Even the US government is making a huge push to DevOps—cloud services and containerization being essential elements of that transition. US GSA (General Services Administration)—the agency that oversees federal purchases and acquisitions—is heavily dependent on Docker, distributed services, and open source tools to manage its contractor transaction system. Keanini noted, “This is HUGE! If the US GSA is doing it for such sensitive systems it means the government is not going to push back as much as some have suggested it might.”

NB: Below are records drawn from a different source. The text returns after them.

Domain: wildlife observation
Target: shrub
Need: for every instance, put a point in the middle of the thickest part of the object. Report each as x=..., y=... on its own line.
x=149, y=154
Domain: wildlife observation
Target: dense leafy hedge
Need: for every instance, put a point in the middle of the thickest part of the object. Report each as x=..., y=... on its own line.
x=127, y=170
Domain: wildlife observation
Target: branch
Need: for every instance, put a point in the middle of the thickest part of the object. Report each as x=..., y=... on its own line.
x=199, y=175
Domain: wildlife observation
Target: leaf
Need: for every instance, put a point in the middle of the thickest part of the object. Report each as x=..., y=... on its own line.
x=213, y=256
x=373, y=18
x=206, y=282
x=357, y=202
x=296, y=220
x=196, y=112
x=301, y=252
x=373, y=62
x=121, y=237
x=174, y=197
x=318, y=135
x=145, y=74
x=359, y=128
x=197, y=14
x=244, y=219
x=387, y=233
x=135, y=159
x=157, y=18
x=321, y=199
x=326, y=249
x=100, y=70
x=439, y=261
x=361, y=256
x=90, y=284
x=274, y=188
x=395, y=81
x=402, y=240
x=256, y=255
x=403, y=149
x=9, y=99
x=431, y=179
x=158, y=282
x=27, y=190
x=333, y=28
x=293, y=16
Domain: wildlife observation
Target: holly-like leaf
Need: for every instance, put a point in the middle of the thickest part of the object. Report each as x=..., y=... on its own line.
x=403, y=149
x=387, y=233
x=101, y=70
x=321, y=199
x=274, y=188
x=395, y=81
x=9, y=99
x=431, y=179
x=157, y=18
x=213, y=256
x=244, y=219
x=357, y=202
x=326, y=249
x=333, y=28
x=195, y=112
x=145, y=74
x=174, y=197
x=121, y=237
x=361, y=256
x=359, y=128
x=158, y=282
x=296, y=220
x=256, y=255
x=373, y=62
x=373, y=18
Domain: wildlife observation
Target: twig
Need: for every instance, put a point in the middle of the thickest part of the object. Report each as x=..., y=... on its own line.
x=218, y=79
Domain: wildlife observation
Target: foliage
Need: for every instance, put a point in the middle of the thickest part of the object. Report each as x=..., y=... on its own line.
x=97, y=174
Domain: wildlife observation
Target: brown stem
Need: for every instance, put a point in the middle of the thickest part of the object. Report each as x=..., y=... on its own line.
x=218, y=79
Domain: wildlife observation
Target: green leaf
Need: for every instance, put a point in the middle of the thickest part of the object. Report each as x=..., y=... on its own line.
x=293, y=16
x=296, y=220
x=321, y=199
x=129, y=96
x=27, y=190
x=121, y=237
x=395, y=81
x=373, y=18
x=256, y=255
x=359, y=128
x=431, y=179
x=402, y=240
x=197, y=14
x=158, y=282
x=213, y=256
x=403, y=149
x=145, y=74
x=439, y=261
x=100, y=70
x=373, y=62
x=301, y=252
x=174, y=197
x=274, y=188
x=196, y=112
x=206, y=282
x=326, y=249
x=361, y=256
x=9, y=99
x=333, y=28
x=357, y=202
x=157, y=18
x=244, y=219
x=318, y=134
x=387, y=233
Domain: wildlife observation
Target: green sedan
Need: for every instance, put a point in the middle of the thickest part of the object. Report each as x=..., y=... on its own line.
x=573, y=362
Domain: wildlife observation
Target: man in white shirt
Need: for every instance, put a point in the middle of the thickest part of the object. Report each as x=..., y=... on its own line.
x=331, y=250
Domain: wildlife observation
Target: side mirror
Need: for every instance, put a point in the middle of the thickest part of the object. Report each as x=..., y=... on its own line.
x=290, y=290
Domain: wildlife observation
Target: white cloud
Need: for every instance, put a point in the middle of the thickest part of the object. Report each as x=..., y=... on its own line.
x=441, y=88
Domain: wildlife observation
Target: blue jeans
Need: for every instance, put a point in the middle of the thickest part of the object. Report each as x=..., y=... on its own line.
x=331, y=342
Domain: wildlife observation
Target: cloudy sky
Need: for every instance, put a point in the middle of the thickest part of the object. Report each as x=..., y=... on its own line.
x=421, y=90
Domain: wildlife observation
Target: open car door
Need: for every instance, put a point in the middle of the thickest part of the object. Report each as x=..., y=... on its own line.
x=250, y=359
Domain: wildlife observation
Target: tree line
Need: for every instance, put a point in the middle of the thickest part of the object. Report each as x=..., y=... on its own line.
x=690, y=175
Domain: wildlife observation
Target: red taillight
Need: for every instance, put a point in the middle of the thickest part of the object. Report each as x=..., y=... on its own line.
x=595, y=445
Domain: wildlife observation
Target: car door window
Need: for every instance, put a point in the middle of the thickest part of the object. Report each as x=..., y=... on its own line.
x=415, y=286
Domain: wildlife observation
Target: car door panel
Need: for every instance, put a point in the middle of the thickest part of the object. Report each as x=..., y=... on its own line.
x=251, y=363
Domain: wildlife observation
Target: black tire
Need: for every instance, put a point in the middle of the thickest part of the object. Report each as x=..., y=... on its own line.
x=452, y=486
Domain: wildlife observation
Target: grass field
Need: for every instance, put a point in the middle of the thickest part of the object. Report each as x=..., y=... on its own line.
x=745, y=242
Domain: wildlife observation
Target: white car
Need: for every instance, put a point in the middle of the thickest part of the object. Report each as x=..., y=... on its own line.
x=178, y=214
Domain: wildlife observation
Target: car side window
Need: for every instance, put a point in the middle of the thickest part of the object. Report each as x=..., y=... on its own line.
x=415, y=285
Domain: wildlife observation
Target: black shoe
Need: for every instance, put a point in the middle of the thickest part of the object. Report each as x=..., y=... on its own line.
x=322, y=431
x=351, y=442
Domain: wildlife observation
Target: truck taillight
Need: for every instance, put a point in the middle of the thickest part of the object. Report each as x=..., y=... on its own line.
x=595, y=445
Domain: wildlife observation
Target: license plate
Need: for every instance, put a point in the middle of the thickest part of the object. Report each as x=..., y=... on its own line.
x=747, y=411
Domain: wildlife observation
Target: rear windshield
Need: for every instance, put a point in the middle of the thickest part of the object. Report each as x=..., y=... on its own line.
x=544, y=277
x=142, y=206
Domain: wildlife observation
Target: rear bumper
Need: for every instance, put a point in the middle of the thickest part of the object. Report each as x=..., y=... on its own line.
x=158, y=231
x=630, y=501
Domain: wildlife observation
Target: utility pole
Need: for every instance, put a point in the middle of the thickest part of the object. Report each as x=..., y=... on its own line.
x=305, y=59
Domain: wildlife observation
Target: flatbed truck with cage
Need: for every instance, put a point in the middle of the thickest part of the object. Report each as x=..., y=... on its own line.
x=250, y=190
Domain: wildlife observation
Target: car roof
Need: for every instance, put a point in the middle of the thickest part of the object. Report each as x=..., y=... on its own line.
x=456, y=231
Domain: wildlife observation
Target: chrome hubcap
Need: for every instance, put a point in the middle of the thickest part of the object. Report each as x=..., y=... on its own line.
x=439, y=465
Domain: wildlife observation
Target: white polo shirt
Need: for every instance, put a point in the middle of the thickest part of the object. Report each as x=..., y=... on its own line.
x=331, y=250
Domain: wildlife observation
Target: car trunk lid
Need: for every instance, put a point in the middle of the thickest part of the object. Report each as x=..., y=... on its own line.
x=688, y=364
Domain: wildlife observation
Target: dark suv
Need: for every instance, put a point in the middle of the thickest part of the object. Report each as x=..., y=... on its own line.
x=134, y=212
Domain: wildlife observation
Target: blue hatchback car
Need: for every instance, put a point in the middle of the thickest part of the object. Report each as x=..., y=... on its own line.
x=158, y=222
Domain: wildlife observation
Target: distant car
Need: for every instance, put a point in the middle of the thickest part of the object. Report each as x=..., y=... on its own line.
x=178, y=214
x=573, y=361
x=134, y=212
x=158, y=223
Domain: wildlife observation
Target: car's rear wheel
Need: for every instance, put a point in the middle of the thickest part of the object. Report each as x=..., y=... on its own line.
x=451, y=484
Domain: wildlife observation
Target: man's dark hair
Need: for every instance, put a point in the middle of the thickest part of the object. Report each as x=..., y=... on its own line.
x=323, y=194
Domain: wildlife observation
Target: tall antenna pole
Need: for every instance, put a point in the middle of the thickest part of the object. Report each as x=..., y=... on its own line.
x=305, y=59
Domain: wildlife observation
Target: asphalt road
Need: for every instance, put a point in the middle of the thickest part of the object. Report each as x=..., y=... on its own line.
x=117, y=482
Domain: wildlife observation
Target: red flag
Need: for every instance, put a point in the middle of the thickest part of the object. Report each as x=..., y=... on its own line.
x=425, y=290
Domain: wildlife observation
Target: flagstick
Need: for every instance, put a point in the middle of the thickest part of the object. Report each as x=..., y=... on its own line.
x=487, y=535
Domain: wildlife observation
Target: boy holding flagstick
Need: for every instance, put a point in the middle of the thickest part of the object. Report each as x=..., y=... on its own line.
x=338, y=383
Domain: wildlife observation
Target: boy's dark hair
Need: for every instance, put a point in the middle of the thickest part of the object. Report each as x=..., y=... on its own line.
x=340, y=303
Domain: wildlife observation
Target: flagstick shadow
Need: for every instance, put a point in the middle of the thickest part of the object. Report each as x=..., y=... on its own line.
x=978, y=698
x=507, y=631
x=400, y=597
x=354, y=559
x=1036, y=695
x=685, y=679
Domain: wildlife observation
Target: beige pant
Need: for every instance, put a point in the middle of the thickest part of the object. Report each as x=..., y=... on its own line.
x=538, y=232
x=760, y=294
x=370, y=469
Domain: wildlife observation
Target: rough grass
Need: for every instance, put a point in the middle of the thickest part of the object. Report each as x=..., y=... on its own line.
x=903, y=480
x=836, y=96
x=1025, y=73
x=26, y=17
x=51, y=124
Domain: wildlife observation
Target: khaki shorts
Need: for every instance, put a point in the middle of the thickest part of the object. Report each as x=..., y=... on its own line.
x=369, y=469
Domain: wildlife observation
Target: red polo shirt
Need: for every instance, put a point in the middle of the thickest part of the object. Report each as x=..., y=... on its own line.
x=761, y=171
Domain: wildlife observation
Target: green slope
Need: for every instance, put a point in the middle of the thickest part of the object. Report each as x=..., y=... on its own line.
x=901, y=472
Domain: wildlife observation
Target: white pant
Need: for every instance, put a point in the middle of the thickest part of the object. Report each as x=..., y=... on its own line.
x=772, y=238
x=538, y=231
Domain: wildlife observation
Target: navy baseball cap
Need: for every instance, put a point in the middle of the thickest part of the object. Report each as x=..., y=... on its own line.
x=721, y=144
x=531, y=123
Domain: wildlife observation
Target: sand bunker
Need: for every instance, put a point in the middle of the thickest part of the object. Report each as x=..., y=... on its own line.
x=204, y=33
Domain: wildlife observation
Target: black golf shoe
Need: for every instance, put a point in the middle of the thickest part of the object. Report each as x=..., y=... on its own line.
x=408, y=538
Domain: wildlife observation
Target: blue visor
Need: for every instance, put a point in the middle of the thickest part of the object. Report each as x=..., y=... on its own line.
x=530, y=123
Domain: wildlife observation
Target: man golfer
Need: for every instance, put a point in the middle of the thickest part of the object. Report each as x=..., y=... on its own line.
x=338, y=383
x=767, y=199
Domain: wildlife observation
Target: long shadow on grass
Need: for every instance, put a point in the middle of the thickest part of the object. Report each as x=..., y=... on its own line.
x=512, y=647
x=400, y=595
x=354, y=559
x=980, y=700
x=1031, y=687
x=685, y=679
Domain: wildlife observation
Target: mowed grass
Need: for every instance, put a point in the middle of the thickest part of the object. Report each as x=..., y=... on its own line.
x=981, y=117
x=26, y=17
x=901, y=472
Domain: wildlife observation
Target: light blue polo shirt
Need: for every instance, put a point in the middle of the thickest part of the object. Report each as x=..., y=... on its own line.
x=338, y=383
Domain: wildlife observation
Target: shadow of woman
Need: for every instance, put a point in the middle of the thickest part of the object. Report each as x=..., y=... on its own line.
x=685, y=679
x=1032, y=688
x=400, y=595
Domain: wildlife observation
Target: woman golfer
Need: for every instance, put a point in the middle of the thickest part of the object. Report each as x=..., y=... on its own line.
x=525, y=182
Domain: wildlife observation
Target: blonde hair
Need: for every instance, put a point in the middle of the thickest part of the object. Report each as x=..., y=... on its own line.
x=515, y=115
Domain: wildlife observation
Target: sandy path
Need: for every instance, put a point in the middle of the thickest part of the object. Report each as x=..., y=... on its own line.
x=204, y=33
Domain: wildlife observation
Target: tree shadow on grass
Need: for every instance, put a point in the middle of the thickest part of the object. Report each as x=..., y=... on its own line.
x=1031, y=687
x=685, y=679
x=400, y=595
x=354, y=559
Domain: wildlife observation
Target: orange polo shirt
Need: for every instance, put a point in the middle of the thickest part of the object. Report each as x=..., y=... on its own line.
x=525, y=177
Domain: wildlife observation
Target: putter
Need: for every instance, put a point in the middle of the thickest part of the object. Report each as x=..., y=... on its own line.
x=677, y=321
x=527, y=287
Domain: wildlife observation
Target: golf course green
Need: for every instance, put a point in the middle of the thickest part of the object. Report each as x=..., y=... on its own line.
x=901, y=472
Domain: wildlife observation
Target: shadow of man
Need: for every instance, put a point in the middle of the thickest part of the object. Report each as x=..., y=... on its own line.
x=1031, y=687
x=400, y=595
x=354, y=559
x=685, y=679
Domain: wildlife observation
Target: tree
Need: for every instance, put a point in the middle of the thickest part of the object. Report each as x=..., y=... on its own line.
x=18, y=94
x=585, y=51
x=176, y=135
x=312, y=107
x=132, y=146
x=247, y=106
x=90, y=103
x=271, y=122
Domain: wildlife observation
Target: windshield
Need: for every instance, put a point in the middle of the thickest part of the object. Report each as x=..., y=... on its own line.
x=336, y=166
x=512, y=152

The United States government is the largest employer in the world. Household names like Microsoft and VMware have jumped in with both feet. Tech giants like Google, HP, IBM, Amazon, and Intel have joined forces to work on the Open Container Project. Docker and containers have moved quickly beyond mainstream adoption to critical mass.
What does all of this mean? It means the train has left the station—or it’s at least in the process of leaving and quickly picking up steam. It means if you haven’t gotten on you’d better start running to catch up and jump on. It means that if you haven’t even figured out where the train station is or where the train is heading you’re going to get left behind.